Beavan’s book, with the phrase “save the planet” in the extended title, is more about saving himself than saving the Earth. It’s obvious from the first page of the text he doesn’t know what he wants from life. He feels disconnected, like he’s only going through the motions of living, and that his priorities are out of whack. He wants to make a change for the better, and living without impacting the environment is more of his path to discovering what matters most.

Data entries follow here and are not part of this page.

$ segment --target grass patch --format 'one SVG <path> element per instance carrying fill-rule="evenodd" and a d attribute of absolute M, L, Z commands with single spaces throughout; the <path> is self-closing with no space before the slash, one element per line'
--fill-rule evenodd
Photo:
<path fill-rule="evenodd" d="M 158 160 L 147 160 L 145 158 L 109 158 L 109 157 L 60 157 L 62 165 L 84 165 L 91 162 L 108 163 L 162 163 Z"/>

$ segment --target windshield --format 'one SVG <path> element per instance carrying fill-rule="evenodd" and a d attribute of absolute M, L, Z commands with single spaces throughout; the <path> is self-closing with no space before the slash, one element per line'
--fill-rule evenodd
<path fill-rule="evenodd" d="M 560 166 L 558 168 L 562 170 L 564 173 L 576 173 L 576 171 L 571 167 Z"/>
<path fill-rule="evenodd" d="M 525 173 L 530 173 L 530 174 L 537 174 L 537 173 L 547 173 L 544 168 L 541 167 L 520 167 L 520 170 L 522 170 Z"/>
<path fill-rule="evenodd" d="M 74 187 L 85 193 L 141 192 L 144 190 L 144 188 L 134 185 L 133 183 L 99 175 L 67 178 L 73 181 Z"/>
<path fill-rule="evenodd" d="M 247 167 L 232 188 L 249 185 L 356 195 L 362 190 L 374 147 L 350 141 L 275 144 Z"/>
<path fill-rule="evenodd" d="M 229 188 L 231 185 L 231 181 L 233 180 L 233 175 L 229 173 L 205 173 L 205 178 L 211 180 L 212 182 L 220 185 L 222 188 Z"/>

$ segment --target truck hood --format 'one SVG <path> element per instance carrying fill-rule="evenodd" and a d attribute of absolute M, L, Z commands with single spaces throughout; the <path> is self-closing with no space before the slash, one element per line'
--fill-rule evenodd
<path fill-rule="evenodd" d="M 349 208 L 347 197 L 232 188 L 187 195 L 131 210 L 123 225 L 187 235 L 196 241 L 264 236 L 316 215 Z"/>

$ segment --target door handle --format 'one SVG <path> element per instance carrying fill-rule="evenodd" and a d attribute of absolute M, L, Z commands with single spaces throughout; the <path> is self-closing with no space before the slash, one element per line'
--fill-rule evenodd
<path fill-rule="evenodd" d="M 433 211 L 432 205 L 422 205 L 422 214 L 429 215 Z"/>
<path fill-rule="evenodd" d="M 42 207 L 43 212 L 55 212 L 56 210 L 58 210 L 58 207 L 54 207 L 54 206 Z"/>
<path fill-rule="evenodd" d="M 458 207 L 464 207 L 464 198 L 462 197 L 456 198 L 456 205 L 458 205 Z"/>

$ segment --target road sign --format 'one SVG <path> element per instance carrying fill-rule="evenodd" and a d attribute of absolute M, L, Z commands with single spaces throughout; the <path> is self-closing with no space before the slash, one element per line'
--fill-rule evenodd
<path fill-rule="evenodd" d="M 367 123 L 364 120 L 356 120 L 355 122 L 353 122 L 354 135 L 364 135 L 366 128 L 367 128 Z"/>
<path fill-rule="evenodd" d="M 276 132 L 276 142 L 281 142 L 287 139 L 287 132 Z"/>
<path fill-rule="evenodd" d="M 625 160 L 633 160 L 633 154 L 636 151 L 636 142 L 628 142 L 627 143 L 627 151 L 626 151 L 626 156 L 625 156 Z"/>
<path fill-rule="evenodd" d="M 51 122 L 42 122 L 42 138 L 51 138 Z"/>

The similarities between choosing to live without distractions (being an unclutterer) and choosing to live without damaging the planet (being an environmentalist) are arbitrary since both, at least in this case, end up in the same place: a remarkable life. When Beavan talks about his previous habit of constantly eating out at fast-food restaurants, he’s really talking about getting rid of the clutter so that he can focus on what matters most to him. From pages 45 and 46:
So much of my trash-making and waste is about making convenient the taking care of myself and my family. It’s about getting our needs out of the way. But is this so? When did taking care of ourselves become something so unimportant that it should be got out of the way rather than savored and enjoyed? When did cooking and nourishing my family become an untenable chore? What is more important that I’m supposed to do instead?
He continues on page 47:
Even modern replacements for priests, rabbis, and Zen masters — the positive psychologists — have something to say on this point. That new breed of shrinks has discovered that happy people spend a lot of time being grateful for what they have and savoring their experience. They don’t rush through “now” to get to later. They don’t make taking care of themselves or taking care of their families something they have to get over with so they can get to the good stuff. Instead, they insist that this moment, whatever it is, is the good stuff.
What is it that matters most to you? What is your vision for a remarkable life? What path are you taking to get there?
These are all good questions, with limitless sets of answers, and ones that I keep asking myself and discerning on a regular basis. If you’re searching for a more remarkable life, maybe they’re questions you also want to be asking yourself.